When Spurgeon moved to Cambridge in the summer of 1850, he joined St. Andrew’s Street Baptist Church. In one of his first communion services there, nobody spoke to him. But Spurgeon believed that the Table signified spiritual fellowship. So he talked to the person sitting next to him. This would lead to a lifelong friendship. In future years, these two would look back on this event “and laugh at the fact that I should have dared to assume that Christian fellowship was really a truth.”

Spurgeon believed that Christian fellowship was really a truth. It was no invention of man or idealistic dream. No, through the gospel, God’s people have been united to the Son and adopted into the family of God. Through the gospel, the church is the body of Christ and Christians are members of it. And the expression of this fellowship is found in the Lord’s Supper.

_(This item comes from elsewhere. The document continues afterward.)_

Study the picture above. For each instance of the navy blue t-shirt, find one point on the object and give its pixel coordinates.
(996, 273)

Spurgeon’s theology of the Lord’s Supper stood within the Reformed tradition. Unlike baptism, he preached many sermons about the significance of the Lord’s Supper. Much could be said about his communion theology, but let me highlight three points. First, he held a memorialist position. The communion table allowed Christians to remember Christ’s broken body and shed blood for their sins. The best way to remember Christ was not by trying to bring something to the Table but by receiving his finished work by faith.

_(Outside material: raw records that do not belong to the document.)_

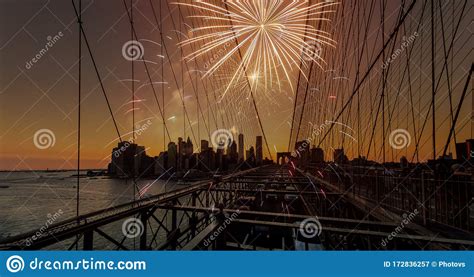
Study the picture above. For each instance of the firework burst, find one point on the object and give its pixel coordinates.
(271, 37)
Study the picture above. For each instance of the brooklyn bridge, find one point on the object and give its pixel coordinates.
(311, 125)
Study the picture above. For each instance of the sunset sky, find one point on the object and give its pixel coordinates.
(44, 94)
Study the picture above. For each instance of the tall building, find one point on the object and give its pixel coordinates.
(259, 150)
(241, 148)
(251, 156)
(189, 148)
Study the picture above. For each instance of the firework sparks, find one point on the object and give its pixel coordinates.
(271, 37)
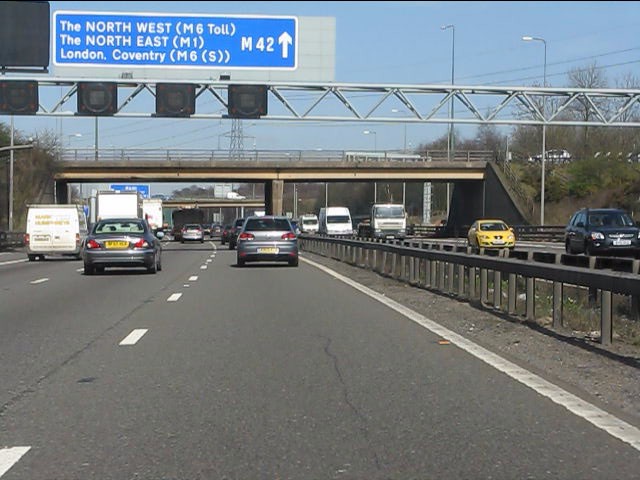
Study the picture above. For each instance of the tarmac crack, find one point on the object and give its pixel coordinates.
(345, 394)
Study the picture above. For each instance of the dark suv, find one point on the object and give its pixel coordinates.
(596, 231)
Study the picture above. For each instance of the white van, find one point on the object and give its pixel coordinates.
(335, 221)
(55, 230)
(308, 223)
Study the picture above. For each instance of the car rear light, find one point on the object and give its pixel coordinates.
(142, 243)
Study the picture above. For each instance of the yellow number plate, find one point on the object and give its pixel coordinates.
(116, 244)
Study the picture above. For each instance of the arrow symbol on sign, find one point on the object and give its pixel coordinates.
(285, 40)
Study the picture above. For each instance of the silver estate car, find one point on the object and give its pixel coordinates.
(121, 242)
(267, 239)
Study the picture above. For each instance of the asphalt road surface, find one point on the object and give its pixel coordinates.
(209, 371)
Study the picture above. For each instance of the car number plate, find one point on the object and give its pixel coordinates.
(116, 244)
(622, 242)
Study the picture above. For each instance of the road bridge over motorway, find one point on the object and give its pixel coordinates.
(478, 188)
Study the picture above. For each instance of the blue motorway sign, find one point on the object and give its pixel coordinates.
(143, 189)
(167, 40)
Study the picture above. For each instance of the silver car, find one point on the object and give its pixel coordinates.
(267, 239)
(121, 242)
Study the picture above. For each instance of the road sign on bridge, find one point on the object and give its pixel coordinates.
(120, 39)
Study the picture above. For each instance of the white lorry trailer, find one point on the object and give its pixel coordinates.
(55, 230)
(152, 212)
(386, 220)
(115, 204)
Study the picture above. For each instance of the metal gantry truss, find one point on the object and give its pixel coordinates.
(345, 102)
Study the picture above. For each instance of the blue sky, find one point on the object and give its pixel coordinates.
(394, 43)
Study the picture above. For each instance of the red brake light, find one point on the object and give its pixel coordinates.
(142, 243)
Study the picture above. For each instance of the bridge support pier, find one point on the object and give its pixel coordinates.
(273, 193)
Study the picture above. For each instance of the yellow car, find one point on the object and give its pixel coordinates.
(491, 234)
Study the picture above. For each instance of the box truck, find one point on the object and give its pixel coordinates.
(55, 230)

As a memorialist, Spurgeon did not want his people to remember Christ abstractly or academically. He urged his people to remember Christ personally. Preaching on Luke 22:19, Spurgeon declared, “The pith and essence of your business at his table is, ‘This do in remembrance of me,’ that is, of himself—of his own blessed person.” It is Christ that we are to remember, not a doctrine, or a theological truth, or a promise, but Christ himself. In that, Spurgeon’s memorialist position blended with a strong belief in the spiritual presence of Christ at the Table.

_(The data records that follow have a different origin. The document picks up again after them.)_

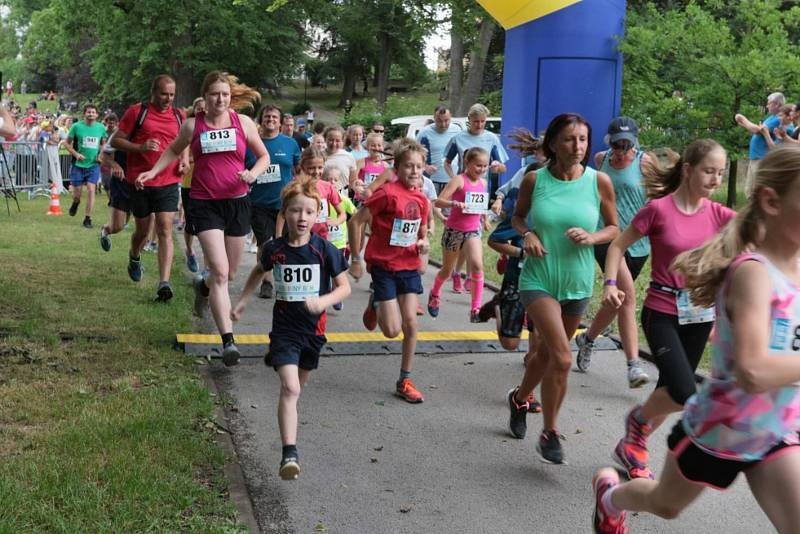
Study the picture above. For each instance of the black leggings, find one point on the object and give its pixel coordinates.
(676, 350)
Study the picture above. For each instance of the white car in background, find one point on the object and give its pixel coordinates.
(410, 126)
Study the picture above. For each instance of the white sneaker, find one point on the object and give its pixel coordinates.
(636, 375)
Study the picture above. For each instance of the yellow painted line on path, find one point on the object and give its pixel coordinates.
(346, 337)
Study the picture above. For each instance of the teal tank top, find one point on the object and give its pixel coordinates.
(567, 271)
(630, 193)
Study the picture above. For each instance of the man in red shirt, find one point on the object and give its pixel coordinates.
(144, 138)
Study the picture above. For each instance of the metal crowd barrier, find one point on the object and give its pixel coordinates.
(29, 169)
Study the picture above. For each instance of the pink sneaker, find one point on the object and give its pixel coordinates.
(604, 522)
(458, 286)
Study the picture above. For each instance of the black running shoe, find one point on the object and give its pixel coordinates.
(549, 447)
(516, 421)
(290, 468)
(164, 292)
(230, 355)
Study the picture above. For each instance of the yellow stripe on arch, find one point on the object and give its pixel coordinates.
(512, 13)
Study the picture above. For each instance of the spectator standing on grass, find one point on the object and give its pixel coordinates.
(758, 146)
(301, 137)
(435, 138)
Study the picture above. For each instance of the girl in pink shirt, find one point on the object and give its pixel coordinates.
(468, 199)
(679, 217)
(744, 418)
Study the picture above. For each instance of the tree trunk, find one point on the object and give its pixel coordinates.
(456, 69)
(384, 65)
(477, 65)
(349, 84)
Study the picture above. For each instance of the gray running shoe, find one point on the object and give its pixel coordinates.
(636, 375)
(585, 349)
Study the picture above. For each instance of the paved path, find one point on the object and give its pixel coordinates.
(372, 463)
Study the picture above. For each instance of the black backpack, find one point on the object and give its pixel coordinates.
(120, 156)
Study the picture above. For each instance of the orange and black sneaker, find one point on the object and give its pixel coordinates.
(534, 406)
(408, 392)
(631, 451)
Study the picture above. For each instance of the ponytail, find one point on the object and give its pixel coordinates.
(704, 268)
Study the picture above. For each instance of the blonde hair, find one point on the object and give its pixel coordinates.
(326, 174)
(704, 267)
(404, 147)
(242, 96)
(331, 129)
(350, 129)
(524, 142)
(310, 153)
(477, 109)
(297, 187)
(660, 181)
(375, 137)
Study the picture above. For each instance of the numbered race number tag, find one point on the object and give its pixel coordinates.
(213, 141)
(92, 143)
(476, 203)
(404, 232)
(335, 233)
(295, 283)
(688, 313)
(783, 337)
(323, 213)
(271, 175)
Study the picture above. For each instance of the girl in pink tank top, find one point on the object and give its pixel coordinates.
(468, 200)
(369, 168)
(218, 158)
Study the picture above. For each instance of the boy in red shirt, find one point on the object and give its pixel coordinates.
(398, 216)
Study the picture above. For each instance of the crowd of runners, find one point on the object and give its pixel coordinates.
(348, 201)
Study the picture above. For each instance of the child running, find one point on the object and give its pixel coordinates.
(398, 216)
(303, 265)
(312, 166)
(468, 199)
(744, 417)
(370, 167)
(337, 232)
(679, 217)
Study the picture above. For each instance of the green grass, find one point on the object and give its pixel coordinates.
(108, 431)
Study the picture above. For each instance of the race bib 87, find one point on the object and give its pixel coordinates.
(404, 232)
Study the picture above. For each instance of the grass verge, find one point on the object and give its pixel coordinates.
(103, 426)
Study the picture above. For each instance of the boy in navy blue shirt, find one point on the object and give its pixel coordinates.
(303, 265)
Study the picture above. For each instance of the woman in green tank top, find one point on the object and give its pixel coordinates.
(566, 199)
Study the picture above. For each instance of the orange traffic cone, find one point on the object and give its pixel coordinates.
(55, 206)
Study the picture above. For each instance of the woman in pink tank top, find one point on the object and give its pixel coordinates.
(220, 210)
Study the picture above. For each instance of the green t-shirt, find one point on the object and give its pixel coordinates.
(567, 271)
(88, 141)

This brings us to the second aspect of Spurgeon’s communion theology, namely that in the Lord’s Supper, Christians commune with Christ by faith. Spurgeon repudiated the Roman Catholic doctrine of transubstantiation for how it minimized Christ’s finished work on the cross. Christ’s physical presence was not at the Table but the right hand of the Father in heaven. Spurgeon did believe, however, in Christ’s spiritual presence with His people, which could be grasped by faith, especially at the Lord’s Supper. It is no surprise, then, that many of Spurgeon’s communion devotions are taken from the Song of Songs, meditating on Christ’s communion with the church, his bride. By faith, the elements of the bread and the cup became tokens of His presence with His people for their joy and comfort.

Third, Spurgeon understood the Lord’s Supper as a meal for the church. Just as the baptistry was reserved for believers, so also the Table. In the one loaf and one cup, in the use of a table, in the acts of giving and receiving, the Lord’s Supper was filled with symbols of the church’s unity and fellowship with one another. In a gathering where hundreds of visitors, maybe thousands, mixed in among the church members, Spurgeon was concerned that unbelievers might partake of the Table and bring judgment upon themselves. The elders had to carefully consider how to fence the Table appropriately so that their celebration might continue to be a visible expression of the fellowship within the church.